Im Verlauf des Prozesses wurden die „Terrorismus"-Vorwürfe gegen die elf Angeklagten umfassend widerlegt, sogar durch eigene Beweise der türkischen Behörden. Trotzdem verurteilte ein Strafgericht in Istanbul Taner Kılıç am 3. Juli 2020 zu sechs Jahren und drei Monaten Haft wegen „Mitgliedschaft in einer Terrororganisation". İdil Eser, Özlem Dalkıran und Günal Kurşun wurden zu zwei Jahren und einem Monat Haft wegen „Unterstützung einer Terrororganisation" verurteilt. Peter Steudtner und die weiteren Angeklagten wurden freigesprochen.
Im Mai 2022 entschied der Europäische Gerichtshof für Menschenrechte, dass die Untersuchungshaft von Taner Kılıç rechtswidrig und willkürlich war und ebenso wie das Strafverfahren gegen ihn unmittelbar mit seiner Tätigkeit als Menschenrechtsverteidiger zusammenhängt.
Im November 2022 hob das Oberste Berufungsgericht der Türkei die Urteile gegen Taner Kılıç, İdil Eser, Günal Kurşun und Özlem Dalkıran auf, am Dienstag schloss sich das Gericht in Istanbul dieser Entscheidung an und sprach die vier Menschenrechtsverteidiger:innen frei.
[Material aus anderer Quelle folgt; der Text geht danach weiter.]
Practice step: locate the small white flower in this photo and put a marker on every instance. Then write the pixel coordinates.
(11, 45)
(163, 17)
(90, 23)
Der Prozess wurde von einer internationalen Amnesty-Delegation beobachtet, darunter auch der Vorstandssprecher von AI in Deutschland, Wassily Nemitz.
„Das Verfahren steht exemplarisch für die systematische Verfolgung der Zivilgesellschaft durch die türkische Regierung. Die Justiz in der Türkei wird seit Jahren instrumentalisiert, um kritische Stimmen einzuschüchtern und mundtot zu machen. Menschenrechtsverteidiger:innen, Oppositionelle und Journalist:innen sitzen in Haft oder müssen sich in absurden Verfahren vor Gericht verantworten. Amnesty International steht weiter an der Seite der Zivilgesellschaft in der Türkei“, so die Menschenrechtsorganisation.